Melihat serangan seperti yang terjadi di Paris pada hari Rabu, banyak dari kita merasa tidak berdaya menghadapi gelombang baru terorisme ini. Serangan seperti orang yang memegang kapak di kereta bawah tanah New York dan penembak di Fort Hood tampaknya muncul begitu saja dan mengancam kita semua tanpa peringatan.
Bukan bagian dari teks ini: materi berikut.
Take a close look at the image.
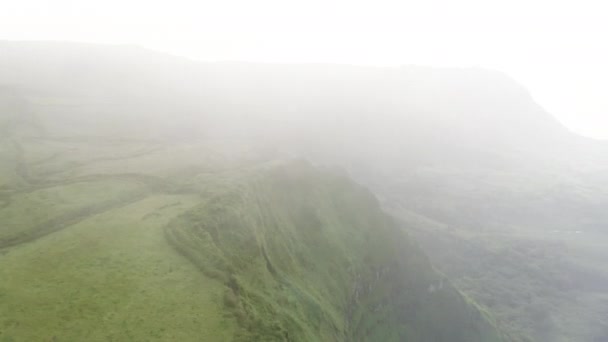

Kami dilatih untuk mengambil tindakan pencegahan di gang-gang gelap dan mengunci pintu di malam hari. Kita tahu cara peduli dalam kehidupan normal kita. Hal yang tidak dapat kita lakukan sebagai tindakan pencegahan adalah serangan acak, atau ekstremis kekerasan yang tersinggung atas insiden yang tampaknya tidak bersalah dan menggunakannya untuk membenarkan pembunuhan.

Inilah sebabnya mengapa para pemimpin dan penegak hukum kita harus beradaptasi dan melindungi kita dari gelombang baru jihadis Islam radikal yang ingin berperang terhadap seluruh masyarakat Barat. Berhentilah main-main dengan keselamatan orang Amerika.